Criminal facts and summary of evidence

The criminal facts of Defendants 1, 2, 3, and 4 as recognized by the court of this Court and the summary of the evidence are as shown in each of the relevant cases of the judgment below, except in the case where the defendants 1, 2, 3, and 4 make statements in the trial court of the parties to the case, and the witness 2, and 1 puts the statements in the trial court of the parties to the case as a summary of the evidence.
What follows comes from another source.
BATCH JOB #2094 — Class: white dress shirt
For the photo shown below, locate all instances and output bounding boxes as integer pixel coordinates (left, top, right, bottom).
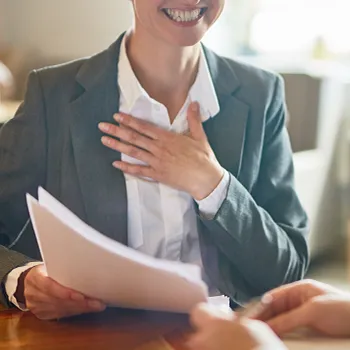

Thus,

Application of Statutes

Article 17(1) of the Criminal Act provides that the defendant shall be sentenced to a fine of KRW 1 and KRW 1 and KRW 20 shall be sentenced to a fine of KRW 1 and KRW 1 and KRW 20 shall be sentenced to a fine of KRW 3 and KRW 20 shall be sentenced to a fine of KRW 3 and KRW 40 shall be sentenced to a fine of KRW 1 and KRW 30 shall be sentenced to a fine of KRW 1 and KRW 20 shall be sentenced to a fine of KRW 1 and KRW 30 shall be sentenced to a fine of KRW 1 and KRW 20 shall be sentenced to a fine of KRW 1 and KRW 30 shall be sentenced to a fine of KRW 1 and KRW 20 shall be sentenced to a fine of KRW 1 and KRW 30 shall be sentenced to a fine of KRW 4 and KRW 50 shall be sentenced to a fine of KRW 1 and KRW 30 shall be sentenced to a fine of KRW 4 and KRW 50 shall be sentenced to a fine of KRW 3 and KRW 50 shall be sentenced to a fine of KRW 4.

Denot guilty

The summary of the facts charged against Defendant 5 corporation is as follows: Co-defendant 2, an employee of the Defendant, in collusion with Nonindicted 3, etc. on March 4, 1976 in connection with his business, found the facts charged against Defendant 5 to be 63 boxes, 135 boxes, 197, 1334, and 40 boxes totaled at the market price of 14,197, 787, 787, and 192, 86, and 10 tons of 7,10 tons of 7,210, from the site of the highway construction of the Busan branch of the Defendant corporation, at the location of the Busan High Military Distribution Base Co-defendant 348, Pyeongtaek-gun, Busan, which were transported from the supply base of the U.S. food in Busan High-gun, and there is no evidence to find out the facts charged against Defendant 2 as evidence of the first instance court's rejection of the above 3,587, 787, and 196.

Therefore, since the facts charged in this case fall under the case where there is no proof of crime, the sentence of innocence is made by the latter part of Article 325 of the Criminal Procedure Act.

It is so decided as per Disposition for the above reasons.